Девушка вдруг подъехала к нему, наклонилась с седла к самому уху пожилого, сказала несколько быстрых слов.
-- Дайте, я угадаю, -- предложил Керн. -- Мадемуазель сообщает, что раньше меня тут не видела, и что я тот самый палач, которого по особому распоряжению выписали из города.
-- Хорошая игра угадайка, -- ответил пожилой, -- ну, а нам-то что с того?
-- В таком случае, на правах хозяина разрешите представиться: новый руководитель коммуны, Александр Петрович Керн. А с кем, как говорится, имею честь беседовать?!
-- Со мной, -- сказал коренастый седок. -- И с нами со всеми.
-- Этого мне недостаточно, -- ответил военинструктор. -- В том смысле, что мои бумаги -- вот, -- он протянул здоровой рукой копию своего приказа о вступлении в должность руководителя и мандат от рабочего комитета. -- А ваших документов я не видел. Я видел только ваше оружие. Я сомневаюсь, что вы умеете применять это оружие законно и с толком. И, как следствие, я и в самом деле вполне могу стать вашим палачом.
Парни с повязками всё-таки посрывали свои карабины с плеч. Керн флегматично указал им на безмолвные ряды строений за своей спиной.
-- Сочувствую вам, господа, но не советую. Вы и ваши лошади сейчас -- отличная мишень для ружейного огня залпами, и на такой дистанции полуготовая картечь в наших ружьях не успеет даже толком рассеяться, прежде чем поразит цель.

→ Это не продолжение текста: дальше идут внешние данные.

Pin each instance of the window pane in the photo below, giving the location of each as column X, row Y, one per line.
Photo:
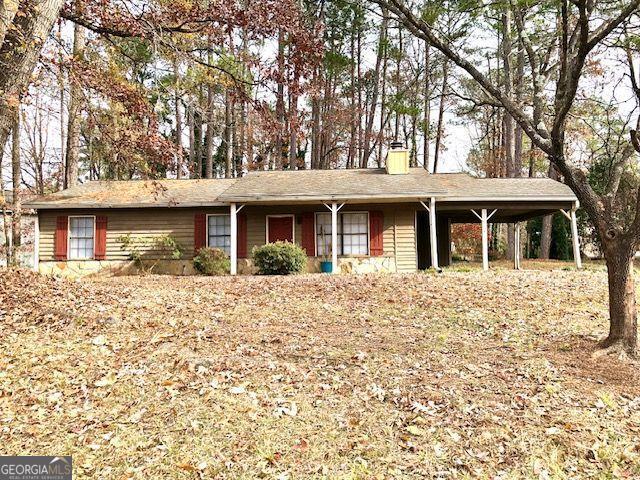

-- Красиво разговариваете, -- заметил пожилой. -- По-книжному. К чему это?
-- А к тому, -- сказал Керн, -- что вы, вижу, совсем тут отвыкли от человеческой речи. Хамство и казачья нагайка, право же, не лучший способ вести себя в гостях.
-- Это мы ещё посмотрим, кто тут в гостях... -- завёлся коренастый, но карабин всё-таки убрал.
-- А разве так не видно? -- удивился военинструктор. -- Вы у нас в гостях, конечно. Прошу вас привязать лошадей у коновязи и проследовать в мой кабинет. Только там... гм!.. пока что имеет место некоторый беспорядок. И, уважаемый Паша, прошу вас перестать тыкать в меня стволом карабина. Меня это нервирует.
-- Вы еврей, что ли? -- вдруг с удивлением спросил третий всадник с повязкой.
-- Откуда такой странный вывод?! -- удивился Керн.
-- Ну, во-первых, фамилия у вас подходящая. Во-вторых, разговариваете так смешно, вроде как одесский еврей в юморесках. И потом, вы только что ответили вопросом на вопрос, а это национальная черта.